Case of A.S.
Mr. S was a famous physicist in his home country, and his EB-11 petition for extraordinary ability was approved. However, because of the nature of his work, his application for adjustment of status was deemed sensitive by the US government and no action was taken on it for four years. After we filed a lawsuit for a writ of mandamus in a federal district court, the US Attorney’s office, which was responsible for defending the lawsuit, contacted USCIS. Within two weeks, USCIS approved the application for adjustment of status.
Case of M.O.
We helped an applicant obtain an immigrant waiver after falling victim to an incompetent lawyer. She was advised that a departure from the US would not trigger the 10 year bar, but in fact it did. We represented her in her I-601 application to the USCIS, and after its approval, she and her baby were able to join her husband in the US.
Case of V.K.
We represented Mr. K in his claim to US citizenship. Mr.

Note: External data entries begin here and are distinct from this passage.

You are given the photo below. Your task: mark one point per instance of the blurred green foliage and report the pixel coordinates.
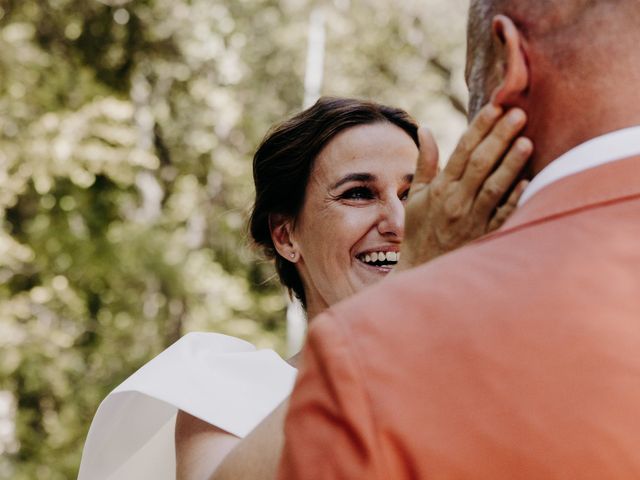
(126, 135)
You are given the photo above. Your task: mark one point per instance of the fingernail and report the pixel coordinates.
(524, 145)
(493, 110)
(515, 116)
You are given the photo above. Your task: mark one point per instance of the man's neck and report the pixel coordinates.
(565, 130)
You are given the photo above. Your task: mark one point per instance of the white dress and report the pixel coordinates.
(222, 380)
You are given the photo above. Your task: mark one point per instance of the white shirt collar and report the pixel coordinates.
(592, 153)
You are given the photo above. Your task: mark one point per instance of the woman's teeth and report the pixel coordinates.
(380, 258)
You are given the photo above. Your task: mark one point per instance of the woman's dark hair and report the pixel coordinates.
(285, 158)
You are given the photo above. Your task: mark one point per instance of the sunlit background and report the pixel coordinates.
(126, 135)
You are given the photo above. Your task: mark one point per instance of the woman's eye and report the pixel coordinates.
(358, 193)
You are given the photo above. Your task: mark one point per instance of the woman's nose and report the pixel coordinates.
(392, 219)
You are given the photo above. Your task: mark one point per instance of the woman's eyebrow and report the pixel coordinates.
(354, 177)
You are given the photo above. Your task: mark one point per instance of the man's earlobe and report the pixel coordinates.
(281, 228)
(515, 75)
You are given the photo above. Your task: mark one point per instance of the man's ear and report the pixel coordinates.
(281, 227)
(515, 71)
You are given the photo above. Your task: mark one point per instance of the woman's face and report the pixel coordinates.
(349, 231)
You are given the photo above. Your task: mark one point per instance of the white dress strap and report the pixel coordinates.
(222, 380)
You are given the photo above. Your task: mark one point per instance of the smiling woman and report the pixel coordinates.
(325, 180)
(332, 187)
(352, 205)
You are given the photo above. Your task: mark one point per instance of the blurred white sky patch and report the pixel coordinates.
(315, 57)
(8, 442)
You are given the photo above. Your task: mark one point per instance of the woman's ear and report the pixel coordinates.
(281, 227)
(515, 68)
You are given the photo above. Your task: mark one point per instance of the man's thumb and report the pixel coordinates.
(427, 166)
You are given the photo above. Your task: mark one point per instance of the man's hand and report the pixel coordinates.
(447, 209)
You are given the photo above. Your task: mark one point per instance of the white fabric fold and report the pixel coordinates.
(222, 380)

K was born in the US to a Ministry of Foreign Trade official of his home country’s government. Because his father was not on the “blue list” we were able to establish his American citizenship after obtaining a certified copy of his American birth certificate.
Case of G.P.
A consular officer mistakenly believed that an applicant had spent eight months in the United States, and denied the applicant under 214(b) for residing in the US. In fact, the applicant had only spent four months in the US and after we presented evidence confirming this, she was issued a visa.
Case of I.O.
A former intelligence official was subject to additional administrative processing under 221(g) whenever he applied for a visa. But instead of the processing taking less time as the years passed since the time he worked, the processing took longer. On his behalf, we made inquiries to clarify the reason for the prolonged delay. Within one week, he was issued a new visa.
Case of L.L.
We assisted a first-time applicant receive a B-2 visa to attend the wedding of her nephew in the US, notwithstanding her lack of international travel, her lack of family ties, and the fact that she lived in a poor, rural area of her home country.
Case of S.A.
After a consular officer accused an applicant of entering into a sham marriage and permanently barring him, we gathered substantial evidence proving the legitimacy of the marriage. After reviewing the evidence, the consulate reversed its decision.
Case of M.D.
We helped an applicant obtain an immigrant waiver to join her husband in the United States after she had been found to commit a material misrepresentation.
Case of E.S.
We successfully had a finding of fraud overturned in an application in which the applicant’s agent submitted a fake diploma to the embassy without her knowledge. We visited the archives of the university from which the applicant graduated and obtained documentation confirming her completion of the coursework twenty years ago. After reviewing the firsthand documentation we presented, the consulate rescinded its finding.
Case of M.P.
We helped a student overcome four previous denials and obtain a student visa.